Samsung Securities, Samsung SDS and Samsung Card will acquire a 4% stake in Dunamu from Kakao affiliates for 612.8 billion won ($408M); Securities will take 2%, SDS and Card 1% each.

Samsung Securities, Samsung SDS and Samsung Card will buy a combined 4% stake in Dunamu, the operator of South Korea’s Upbit exchange, purchasing 1.39 million shares from Kakao affiliates for 612.8 billion won ($408 million). Samsung Securities will take a 2% stake, while Samsung SDS and Samsung Card will each acquire 1%.

The three Samsung affiliates approved the purchase at board meetings held Thursday.

Under the agreement, Samsung Securities will cooperate with Dunamu on issuance and distribution of tokenized securities and related digital-asset services. Samsung SDS plans to apply its information technology, artificial intelligence, cloud, security and data capabilities to Dunamu’s blockchain operations. Samsung Card will explore digital-asset payment use cases, including potential services through Samsung Financial Networks’ integrated app Monimo.

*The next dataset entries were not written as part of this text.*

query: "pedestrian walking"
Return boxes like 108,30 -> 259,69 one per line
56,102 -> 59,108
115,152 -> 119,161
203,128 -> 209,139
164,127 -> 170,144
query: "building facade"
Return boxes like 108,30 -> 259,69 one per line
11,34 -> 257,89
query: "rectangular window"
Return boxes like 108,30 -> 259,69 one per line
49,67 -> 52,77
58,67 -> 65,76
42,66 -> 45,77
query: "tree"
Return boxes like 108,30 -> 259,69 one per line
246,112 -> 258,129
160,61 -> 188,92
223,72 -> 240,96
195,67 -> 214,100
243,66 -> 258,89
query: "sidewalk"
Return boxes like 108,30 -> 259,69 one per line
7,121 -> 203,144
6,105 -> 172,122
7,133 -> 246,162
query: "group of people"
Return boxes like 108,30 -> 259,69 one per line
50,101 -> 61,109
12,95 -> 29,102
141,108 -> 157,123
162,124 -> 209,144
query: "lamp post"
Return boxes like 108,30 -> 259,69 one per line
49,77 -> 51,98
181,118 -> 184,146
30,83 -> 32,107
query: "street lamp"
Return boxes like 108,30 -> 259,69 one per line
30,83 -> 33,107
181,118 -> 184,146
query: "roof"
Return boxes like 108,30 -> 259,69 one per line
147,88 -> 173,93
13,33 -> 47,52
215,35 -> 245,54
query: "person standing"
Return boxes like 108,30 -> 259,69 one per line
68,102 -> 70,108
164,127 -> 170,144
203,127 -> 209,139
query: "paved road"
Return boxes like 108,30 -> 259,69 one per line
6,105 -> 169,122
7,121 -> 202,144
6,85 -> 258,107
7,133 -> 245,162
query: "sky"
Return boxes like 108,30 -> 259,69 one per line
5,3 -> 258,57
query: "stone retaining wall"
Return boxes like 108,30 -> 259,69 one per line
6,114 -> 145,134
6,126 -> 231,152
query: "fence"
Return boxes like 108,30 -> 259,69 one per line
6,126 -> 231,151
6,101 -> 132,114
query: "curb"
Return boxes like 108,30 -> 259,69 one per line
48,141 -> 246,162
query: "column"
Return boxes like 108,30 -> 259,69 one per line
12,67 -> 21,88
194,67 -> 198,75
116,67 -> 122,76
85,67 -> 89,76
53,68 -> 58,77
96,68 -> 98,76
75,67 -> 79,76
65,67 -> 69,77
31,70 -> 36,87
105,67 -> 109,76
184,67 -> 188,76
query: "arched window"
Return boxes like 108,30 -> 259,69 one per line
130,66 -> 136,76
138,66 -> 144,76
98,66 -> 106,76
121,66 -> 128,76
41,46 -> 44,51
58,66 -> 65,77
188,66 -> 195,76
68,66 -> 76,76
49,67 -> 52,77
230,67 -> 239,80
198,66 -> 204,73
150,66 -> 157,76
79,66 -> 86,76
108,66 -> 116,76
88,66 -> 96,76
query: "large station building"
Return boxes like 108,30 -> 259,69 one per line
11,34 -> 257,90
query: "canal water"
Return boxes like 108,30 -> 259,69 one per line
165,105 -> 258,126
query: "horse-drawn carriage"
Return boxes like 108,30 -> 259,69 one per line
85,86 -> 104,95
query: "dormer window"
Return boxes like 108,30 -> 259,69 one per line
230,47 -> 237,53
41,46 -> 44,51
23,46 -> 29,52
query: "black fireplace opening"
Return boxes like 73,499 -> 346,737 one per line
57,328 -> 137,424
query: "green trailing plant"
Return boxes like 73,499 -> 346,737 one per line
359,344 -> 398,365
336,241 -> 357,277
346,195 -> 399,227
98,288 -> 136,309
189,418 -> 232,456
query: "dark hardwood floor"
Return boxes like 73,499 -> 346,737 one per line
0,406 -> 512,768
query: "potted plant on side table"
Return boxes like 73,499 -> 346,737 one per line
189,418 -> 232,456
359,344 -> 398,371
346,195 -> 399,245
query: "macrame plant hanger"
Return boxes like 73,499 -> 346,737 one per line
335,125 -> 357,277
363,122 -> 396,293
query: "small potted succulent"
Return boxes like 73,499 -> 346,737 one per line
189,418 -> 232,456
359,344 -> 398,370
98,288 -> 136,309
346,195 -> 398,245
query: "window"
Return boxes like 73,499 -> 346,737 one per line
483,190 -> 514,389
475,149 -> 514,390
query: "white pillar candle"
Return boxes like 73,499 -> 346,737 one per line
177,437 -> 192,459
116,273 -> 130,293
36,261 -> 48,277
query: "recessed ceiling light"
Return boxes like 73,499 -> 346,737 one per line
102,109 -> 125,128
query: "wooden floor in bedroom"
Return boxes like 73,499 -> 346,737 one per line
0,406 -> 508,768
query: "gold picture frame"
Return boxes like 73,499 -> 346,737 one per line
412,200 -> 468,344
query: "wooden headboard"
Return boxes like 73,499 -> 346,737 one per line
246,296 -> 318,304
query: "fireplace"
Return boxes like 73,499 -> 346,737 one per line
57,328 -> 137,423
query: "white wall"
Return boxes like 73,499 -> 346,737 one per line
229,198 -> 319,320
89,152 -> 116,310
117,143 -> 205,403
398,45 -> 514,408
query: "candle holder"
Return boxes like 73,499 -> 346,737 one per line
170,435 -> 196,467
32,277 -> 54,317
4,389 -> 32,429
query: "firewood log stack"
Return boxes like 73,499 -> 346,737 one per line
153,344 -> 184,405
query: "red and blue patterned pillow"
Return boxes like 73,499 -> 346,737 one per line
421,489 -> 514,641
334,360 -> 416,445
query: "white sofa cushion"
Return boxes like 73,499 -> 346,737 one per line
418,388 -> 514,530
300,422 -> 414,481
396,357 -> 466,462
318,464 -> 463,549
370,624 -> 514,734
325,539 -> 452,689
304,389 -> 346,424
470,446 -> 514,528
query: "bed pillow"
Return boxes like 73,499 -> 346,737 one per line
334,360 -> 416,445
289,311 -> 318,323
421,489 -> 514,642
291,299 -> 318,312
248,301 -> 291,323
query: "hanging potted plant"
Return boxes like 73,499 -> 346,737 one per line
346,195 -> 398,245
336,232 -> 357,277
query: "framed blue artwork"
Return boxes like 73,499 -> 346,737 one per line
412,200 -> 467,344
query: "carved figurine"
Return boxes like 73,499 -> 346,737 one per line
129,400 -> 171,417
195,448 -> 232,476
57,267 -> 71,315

The investment follows a May contract awarded to Samsung SDS to build and operate the Korea Securities Depository’s blockchain-based securities platform, a project tied to South Korea’s plans for tokenized securities.

On May 15, Hana Financial Group said it would buy a 6.55% stake in Dunamu from Kakao Investment for more than $668 million, making Hana the company’s fourth-largest shareholder. Together, the recent transactions change Dunamu’s ownership structure and link major financial groups to both regulated tokenized securities infrastructure and private-sector exchange and payment operations.

In January, lawmakers amended the Electronic Registration Act and the Financial Investment Services and Capital Markets Act to recognize blockchain-based distributed ledgers as securities registries, assigning the Korea Securities Depository a central role in the market infrastructure. The framework is scheduled to take effect on Feb. 4, 2027, after subordinate rules are updated and related systems are established. The Financial Services Commission is continuing discussions with other agencies on the next phase of virtual-asset legislation, and key details such as stablecoin issuer structures remain under negotiation.

Samsung and Dunamu were contacted for comment but did not respond before publication.